Les banques ont un rôle économique et financier indéterminé dans le temps. Leur durée de vie est égale à celle des pays, en ce sens qu’elles se développent et prospèrent souvent dans un climat de stabilité. Elles ont le devoir et le rôle de jouer l’intermédiation entre les personnes physiques et/ou morales, les unes fortes de moyens financiers (collecte de dépôts), les autres de requêtes de financement (besoin de crédits). En bref, le rôle de financer les économies, faisant priorité aux secteurs porteurs. Les dépôts de la clientèle doivent être gérés suivant des normes de gestion saine qui permettent à la banque de générer des produits.
L’utilisation de ces dépôts à des fins douteuses, irrégulières, ne répondant pas aux normes d’usage professionnel et de transparence, reste à la responsabilité de la banque du client et de la BCM, conformément à l’instruction N°004/GR/2008, relative au « fonds de garantie des dépôts », pour indemniser les déposants en cas de faillite. La note-instruction N°08/GR/2012 régit les relations entre les banques, leurs dirigeants et leurs actionnaires.
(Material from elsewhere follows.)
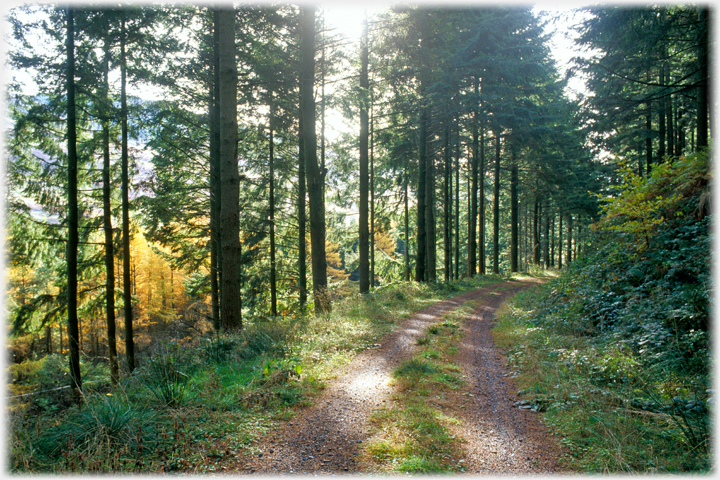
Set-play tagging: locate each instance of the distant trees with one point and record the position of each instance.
(459, 127)
(649, 81)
Elle rappelle notamment que ces organes dirigeants ont, entre autres charges, celle de veiller à l’évolution des ressources et emplois, afin d’éviter surtout de souscrire des engagements excessifs par rapport aux ressources.
Concurrence déloyale
Une instruction qui a l’avantage d’éviter que les crédits soient distribués de manière abusive à ceux qui ont en charge la gestion de la banque et aux actionnaires, profitant en lieu et place des véritables clients qui alimentent la banque par leurs dépôts. Évitant ainsi de susciter une concurrence déloyale à ces derniers et de recentrer les crédits au niveau des mêmes bénéficiaires, ce qui rend difficile leur recouvrement. Or quand ce sont les actionnaires, via l’organe de gestion, qui bafouent la réglementation en s’octroyant des crédits, ils mettent à mal, non seulement, la transparence dans la gestion mais établissent, aussi, un précédent injustifiable, au vu de la loi.
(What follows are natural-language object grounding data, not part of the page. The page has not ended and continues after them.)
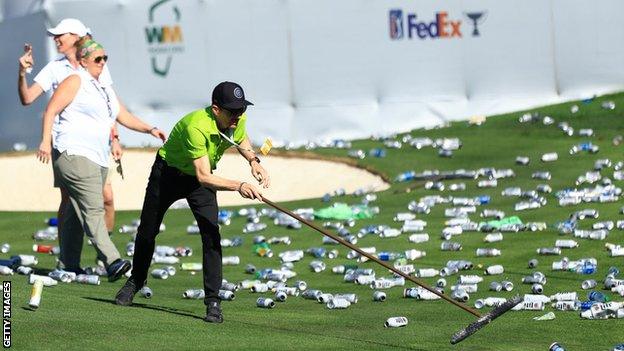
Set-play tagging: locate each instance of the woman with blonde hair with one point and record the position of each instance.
(87, 110)
(66, 34)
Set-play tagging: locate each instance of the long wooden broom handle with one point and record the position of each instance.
(369, 256)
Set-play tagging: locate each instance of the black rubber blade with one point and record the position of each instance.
(485, 319)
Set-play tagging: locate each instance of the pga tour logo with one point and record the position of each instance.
(442, 26)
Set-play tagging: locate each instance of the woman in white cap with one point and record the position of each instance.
(66, 34)
(86, 110)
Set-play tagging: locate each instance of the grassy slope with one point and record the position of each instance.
(83, 317)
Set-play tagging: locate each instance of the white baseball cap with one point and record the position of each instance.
(70, 25)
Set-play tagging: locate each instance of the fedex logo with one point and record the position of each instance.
(441, 27)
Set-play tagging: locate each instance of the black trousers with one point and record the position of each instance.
(167, 185)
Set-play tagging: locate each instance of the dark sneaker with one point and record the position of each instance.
(126, 293)
(213, 312)
(117, 269)
(76, 270)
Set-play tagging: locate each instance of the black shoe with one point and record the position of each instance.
(76, 270)
(117, 269)
(126, 293)
(213, 312)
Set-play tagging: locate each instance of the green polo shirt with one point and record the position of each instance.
(197, 135)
On comprend donc que les crédits accordés dans des conditions ne respectant pas les normes et instructions restent de la responsabilité conjointe de la banque et du bénéficiaire, dans la mesure où est avéré un laxisme dans la gestion : mauvaise étude de faisabilité, non-constitution de garanties suffisantes, dépassement de pouvoirs, etc. Mais ceci ne peut nullement échapper à la vigilance de la Banque centrale qui reçoit, à chaque fin de mois, les situations de toutes les banques a gréées, via la centrale des risques, dont notamment les crédits directs ou indirects inférieurs ou égaux à un million MRO. Les dysfonctionnements et incohérences dans le système d’informations doivent être systématiquement constatés et des mesures prises par la BCM qui a en charge la supervision du système bancaire. Une tâche essentielle visant à réguler le marché bancaire et monétaire dont la stabilité est entre autres impérative pour assurer celle des prix.
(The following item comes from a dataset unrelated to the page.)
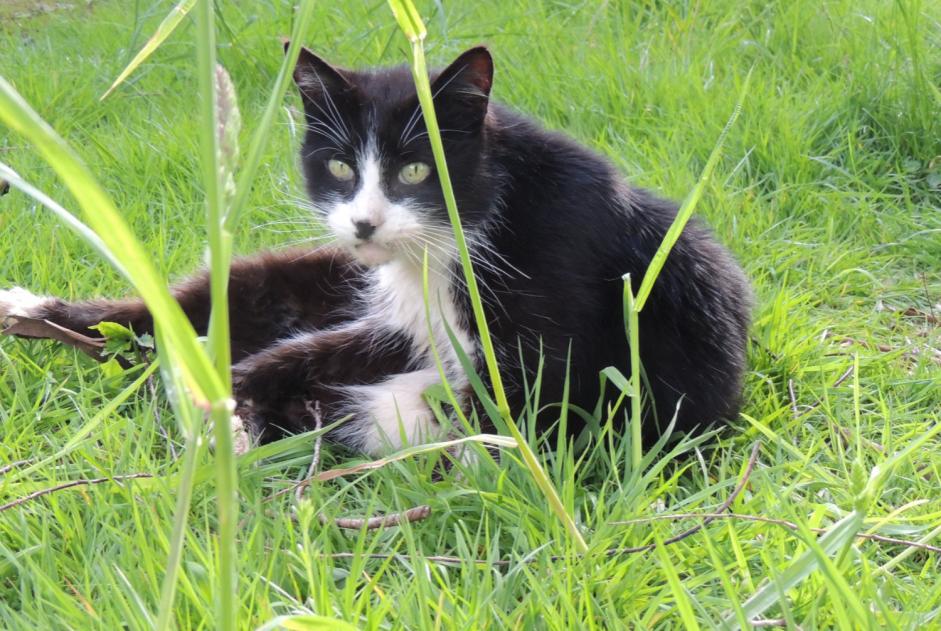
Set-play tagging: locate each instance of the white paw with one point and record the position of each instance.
(19, 303)
(242, 439)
Il ressortde tout ceci qu’autant les banques primaires sont responsables, autant la BCM y a sa part, considérant son attribution des agréments à la source et de sa supervision du système, via les instruments juridiques et outils à sa disposition pour exiger la transparence et le respect des procédures. La responsabilité est clairement partagée : il faut l’assumer. Sans plus tarder. Faute de quoi, nous assisterons à la faillite, l’une après l’autre, des banques nouvellement fondées ; du fait qu’elles s’inscrivent dans une logique de concurrence déloyale, permettant une course effrénée vers un enrichissement illicite et rapide ; puis du système tout entier, au détriment du renforcement et de la stabilité d’une économie et marchés de capitaux nationaux solides.